Playing both ends
Many pundits are concluding that Buenos Aires province Governor Daniel Scioli’s unilateral declaration of a “security emergency” last weekend marks a new chapter in the long saga of tension between President Cristina Fernández de Kirchner and her would-be heir-in-waiting but pigeonholing their internal rivalry into tough and soft stances on crime is much too simplistic. Even on that basis the national government had little right to take offence over Scioli’s announcements because if both Cabinet Chief Jorge Capitanich and Lower House Majority Leader Juliana Di Tullio were insisting last week that security is a provincial responsibility, how can they object if the governor takes them at their word?
But the deeper reason for objecting to this interpretation of a collision course between Scioli and Kirchnerism over this issue is that Kirchnerite presidencies have been contradictory and spasmodic throughout the last decade over crime-fighting and continue to be so.
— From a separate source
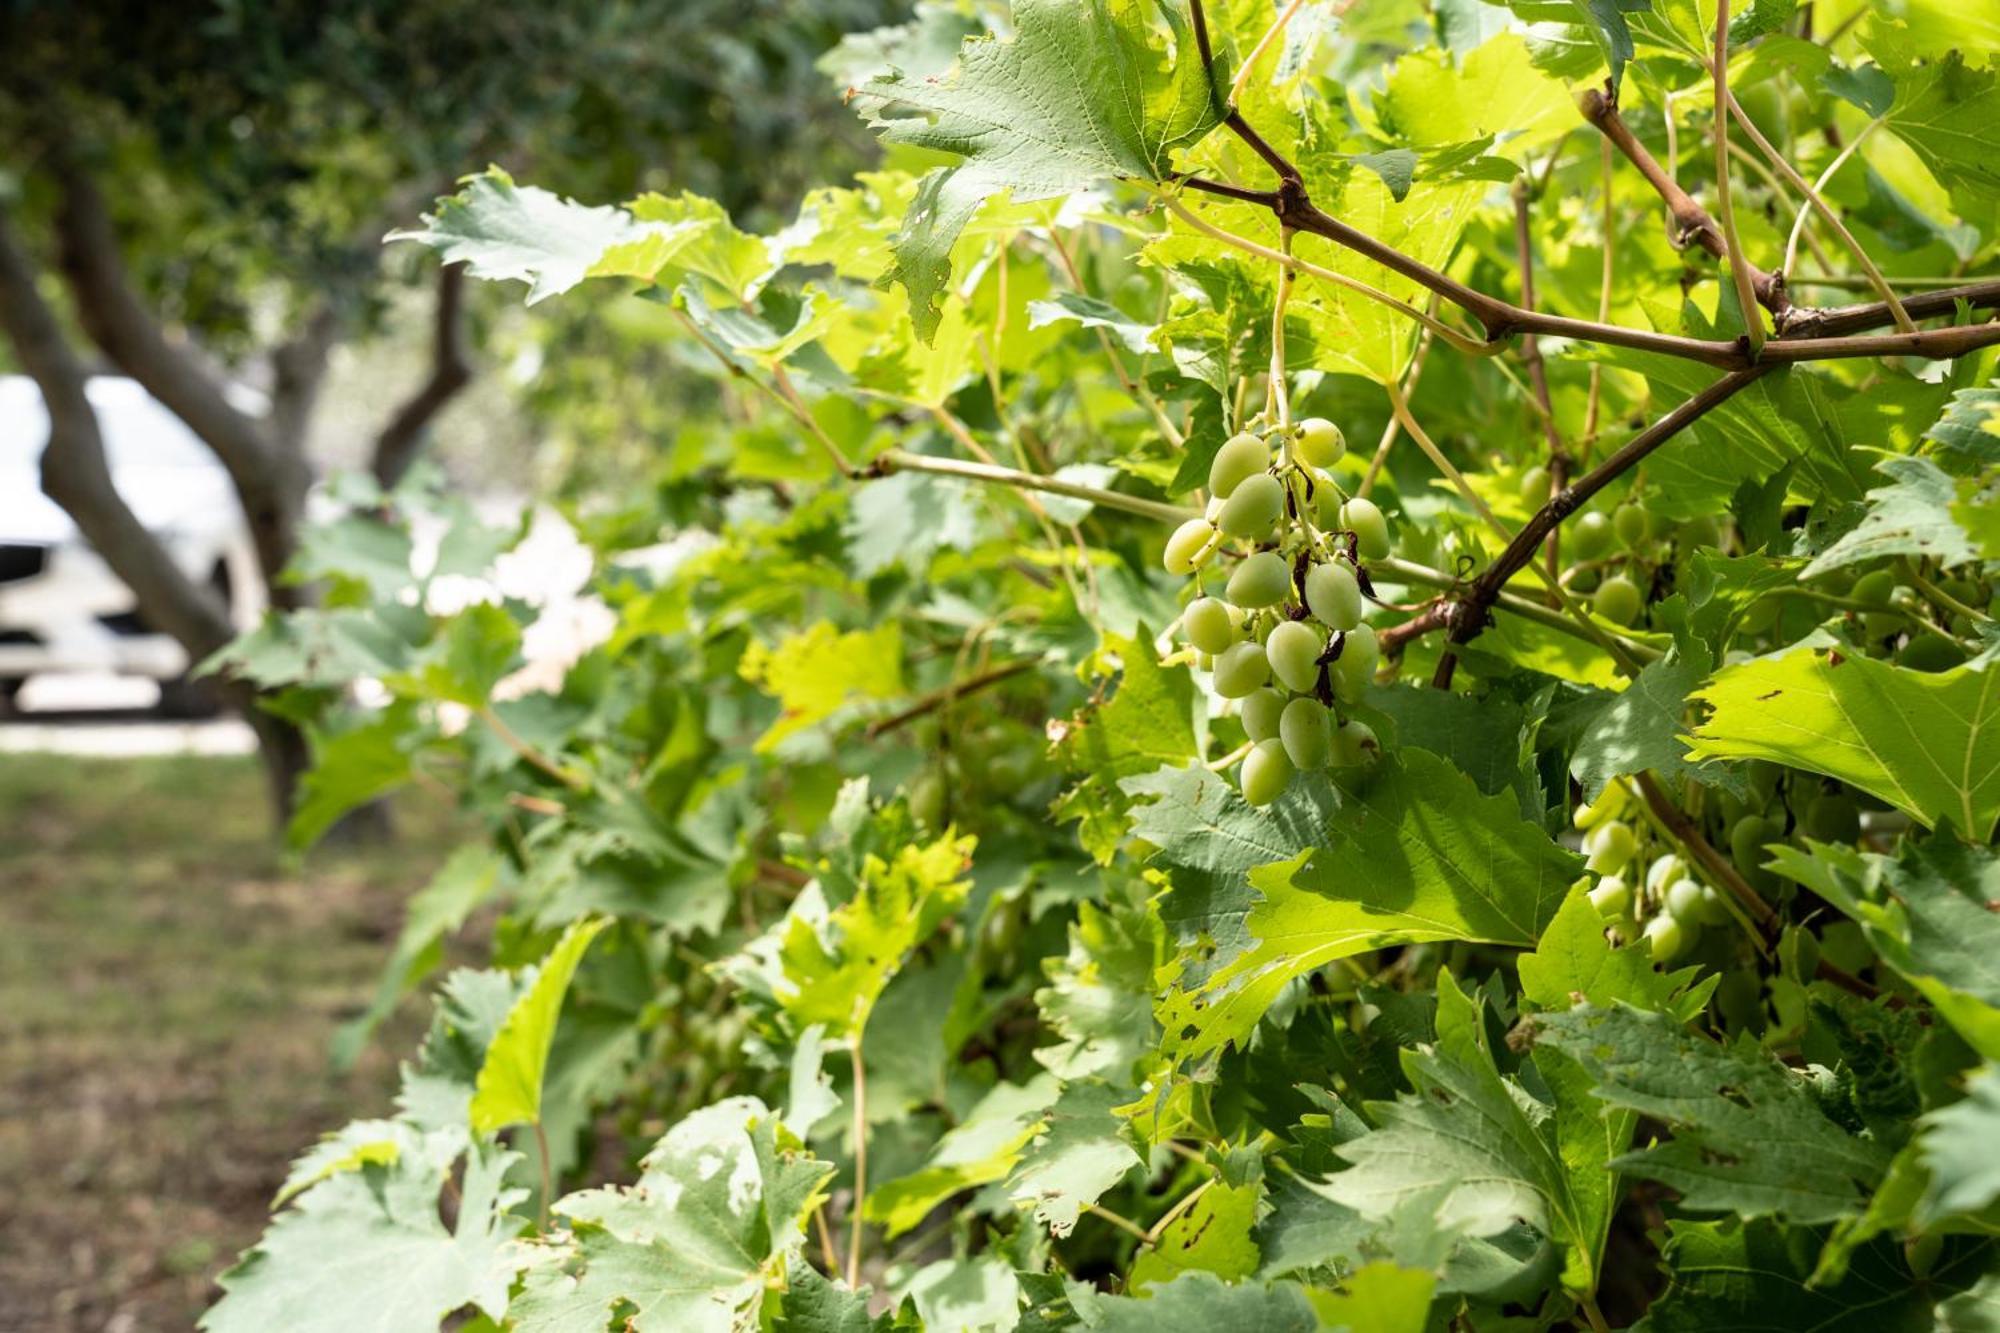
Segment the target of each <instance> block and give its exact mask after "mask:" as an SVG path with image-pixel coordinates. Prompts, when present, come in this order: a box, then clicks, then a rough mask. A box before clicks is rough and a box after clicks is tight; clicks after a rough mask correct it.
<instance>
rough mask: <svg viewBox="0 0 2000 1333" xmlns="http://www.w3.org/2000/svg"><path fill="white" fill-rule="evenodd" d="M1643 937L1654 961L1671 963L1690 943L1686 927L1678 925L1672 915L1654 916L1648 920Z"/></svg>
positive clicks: (1688, 936)
mask: <svg viewBox="0 0 2000 1333" xmlns="http://www.w3.org/2000/svg"><path fill="white" fill-rule="evenodd" d="M1644 937H1646V949H1648V951H1650V953H1652V961H1654V963H1672V961H1674V959H1678V957H1680V955H1682V951H1686V947H1688V943H1690V939H1688V937H1690V931H1688V927H1684V925H1680V923H1678V921H1674V919H1672V917H1654V919H1652V921H1648V923H1646V933H1644Z"/></svg>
CFK herself appealed for “calm” over “vengeance and hatred” in the face of the recent lynching wave; Grandmothers of Plaza de Mayo leader Estela Barnes de Carlotto pointed out that the families of the missing had never contemplated taking justice into their own hands; CELS human rights organization argued that any bottlenecks in bringing criminals to trial were best resolved with a new penal code while highlighting the political and media roots of the outcry; Buenos Aires province Lieutenant-Governor Gabriel Mariotto obliquely questioned his superior’s announcements by saying that crime should be fought at its “structural causes” and not through “opportunistic stances.” But how does this all sit with Security Secretary Sergio Berni echoing that tired cliché about judges being more concerned about the rights of criminals than those of the rest of society? Along with various other statements along these lines which the Renewal Front’s Sergio Massa, the leading law-and-order opportunist, would hesitate to utter so bluntly. CFK and Scioli are even personally linked on this front via Berni’s provincial counterpart Alejandro Granados (close to the Kirchner couple from the start of their presidencies in 2003).
The contradictions of this erratic policy nevertheless have their motives beyond the ideological diversity of the Peronist movement. While Kirchnerite populism seeks firm judges to satisfy the public clamour over crime, the seamier side of Kirchnerism craves lame judges to cover up the niches of corruption. Expecting clarity in the reactions of schizophrenia to opportunism seems a mission impossible.